Handle Unmanaged Resources

Introduction

When the garbage collector runs it can clean up your managed resources. The garbage collector does not know how to free unmanaged resources (such as file handles, network connections and database connections).

The following are two mechanisms to automate the freeing of unmanaged resources:

  1. Declaring a destructor (or Finalizer) as a member of your class.
  2. Implementing the System.IDisposable interface in your class.
Destructors

Destructors are called before an object is destroyed by the garbage collector.

Example
  1. public class MyClass  
  2.     {  
  3.         public static int a;  
  4.         ~MyClass()  
  5.         {  
  6.         }  
  7.     }  
When the C# compiler compiles a destructor, it implicitly translates the destructor code to the equivalent of the Finalize() method. That ensures that the Finalize() method of the parent class is executed.

When a C++ object is destroyed, its destructor runs immediately and automatically. However, because of the way the GC works, when using C#, there is no way to know when an object's destructor will actually execute. Another problem with C# destructors is that the implementation of a destructor delays the final removal of an object from memory. An object that does not have a destructor is removed from memory in one pass of the GC but objects that have destructors require two passes to be destroyed. The first pass calls the destructor without removing the object and the second pass actually deletes the object. If you use destructors frequently and use them to execute lengthy clean-up tasks, the impact on performance can be noticeable.

IDisposable

When a class implements it, normally tells you that the class has unmanaged resources that should be released in a deterministic manner.



Notice that it has only one method, Dispose, and it is within this method's implementation that the dirty work is done. Thus, you should completely clean up your object and release all resources inside Dispose. Even though the client code, rather than the system, calls Dispose automatically, it's the client code's way of saying, “I'm done with this object and don't intend to use it ever again.”
IDisposable is defined in the system namespace in the Core .NET assembly mscorlib, in other words any class in the base class library or the wider framework or any third-party code can implement IDisposable and you need to know if you are using an instance of a class that disposable, so you can use it properly.

Implementation of IDisposable interface
  1. class Resource : IDisposable  
  2.     {  
  3.         private bool disposed = false;  
  4.         public void Dispose()  
  5.         {  
  6.             Dispose(true);  
  7.             GC.SuppressFinalize(this);  
  8.         }  
  9.   
  10.         private void Dispose(bool disposing)  
  11.         {  
  12.             if (!disposed)  
  13.             {  
  14.                 if (disposing)  
  15.                 {  
  16.                     // can clean up other managed objects  
  17.                 }  
  18.                 // clean up unmanaged resources  
  19.                 disposed = true;  
  20.             }  
  21.         }  
  22.         ~Resource()  
  23.         {  
  24.             Dispose(false);  
  25.         }  
  26.     }  
  27.     class Program  
  28.     {  
  29.         static void Main()  
  30.         {  
  31.             Resource resource = null;  
  32.             try  
  33.             {  
  34.                 resource = new Resource();  
  35.                 // use resource  
  36.             }  
  37.             finally  
  38.             {  
  39.                 if (resource != null)  
  40.                 {  
  41.                     resource.Dispose();  
  42.                 }  
  43.             }  
  44.         }  
  45.     }  
First notice that Dispose has no parameters and the finalizer call Dispose, has a bool parameter. If called with true, via Dispose without parameters, in other words this object is being called by user code. When called via the finalizer, with false as the parameter, this object is being cleaned up via the GC.

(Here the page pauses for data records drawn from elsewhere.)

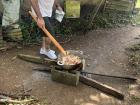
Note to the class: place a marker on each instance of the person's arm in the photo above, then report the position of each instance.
(58, 6)
(40, 20)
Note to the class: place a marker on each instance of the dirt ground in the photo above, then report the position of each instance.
(105, 53)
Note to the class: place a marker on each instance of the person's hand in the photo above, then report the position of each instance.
(40, 23)
(59, 8)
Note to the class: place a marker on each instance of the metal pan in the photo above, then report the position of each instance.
(70, 67)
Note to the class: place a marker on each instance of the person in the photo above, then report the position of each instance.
(43, 10)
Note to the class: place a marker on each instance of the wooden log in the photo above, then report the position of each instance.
(102, 87)
(112, 76)
(37, 59)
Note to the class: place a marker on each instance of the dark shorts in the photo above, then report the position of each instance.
(48, 26)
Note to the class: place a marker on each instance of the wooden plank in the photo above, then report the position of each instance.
(102, 87)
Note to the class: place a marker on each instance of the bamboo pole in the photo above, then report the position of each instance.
(50, 36)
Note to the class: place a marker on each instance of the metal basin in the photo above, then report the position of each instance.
(70, 67)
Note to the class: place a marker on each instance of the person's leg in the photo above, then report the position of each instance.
(45, 50)
(50, 28)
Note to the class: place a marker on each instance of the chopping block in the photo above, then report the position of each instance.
(65, 77)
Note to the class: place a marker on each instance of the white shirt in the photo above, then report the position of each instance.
(46, 7)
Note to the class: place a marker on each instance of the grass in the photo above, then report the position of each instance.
(138, 4)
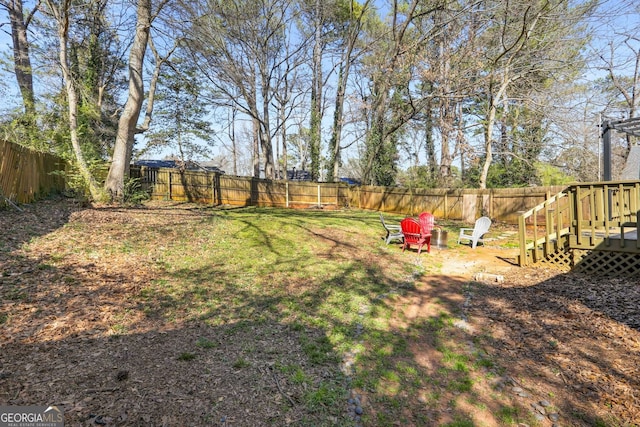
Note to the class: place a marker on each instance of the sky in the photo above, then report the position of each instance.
(616, 16)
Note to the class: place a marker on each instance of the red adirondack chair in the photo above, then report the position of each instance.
(427, 221)
(414, 235)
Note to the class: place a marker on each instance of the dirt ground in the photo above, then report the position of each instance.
(569, 341)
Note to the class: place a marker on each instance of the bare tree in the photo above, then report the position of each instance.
(62, 12)
(21, 47)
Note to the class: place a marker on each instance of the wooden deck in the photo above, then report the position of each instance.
(592, 228)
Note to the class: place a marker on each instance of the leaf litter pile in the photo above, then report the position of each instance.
(85, 327)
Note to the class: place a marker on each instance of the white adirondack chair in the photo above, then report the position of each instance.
(474, 235)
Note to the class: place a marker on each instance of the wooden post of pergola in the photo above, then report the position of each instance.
(629, 126)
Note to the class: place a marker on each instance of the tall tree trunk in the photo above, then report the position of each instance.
(494, 100)
(316, 94)
(121, 159)
(21, 57)
(61, 13)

After making sure that this object is cleaned up only once, checking the disposed variable, the Dispose (bool) method checks to see whether it was called by either user code or the GC. The difference is significant because you don't ever want the GC thread to try cleaning up other managed objects. You see, it is possible that the GC has already cleaned up those objects and you would cause an error, an ObjectDisposedException, by trying to access an object that no longer exists. Regardless of whether this object is being called via user code or the GC, you always need to clean up unmanaged resources, such as OS handles and GDI objects.

Notice that the second statement of Dispose, with no parameters, calls SuppressFinalization. This ensures that the GC won't try to call the finalizer. That wouldn't make sense because we just cleaned up the object. It is also more efficient because it helps avoid a second pass of the GC for finalization. The Program class instantiates an object of type DisposableClass. By performing actions in a try/finally block, the program guarantees that the Dispose method will always be called, thus releasing resources immediately when they are no longer needed.
 
Using Statement

The following code accomplishes the exact same thing as the try/finally block in the preceding code.
  1. using (Resource r = new Resource())  
  2.               {  
  3.                   // use resource   
  4.               }  
After executing the using statement, the Dispose() method will be called automatically. The parameter to the using statement must be an IDisposable object, otherwise a compile-time error will occur.

Example: Using statement with out IDisposable object



Conclusion

In this article you learned how to handle unmanaged resources using finalizer, IDisposable() and using statements. I hope you like this article. Thanks for reading.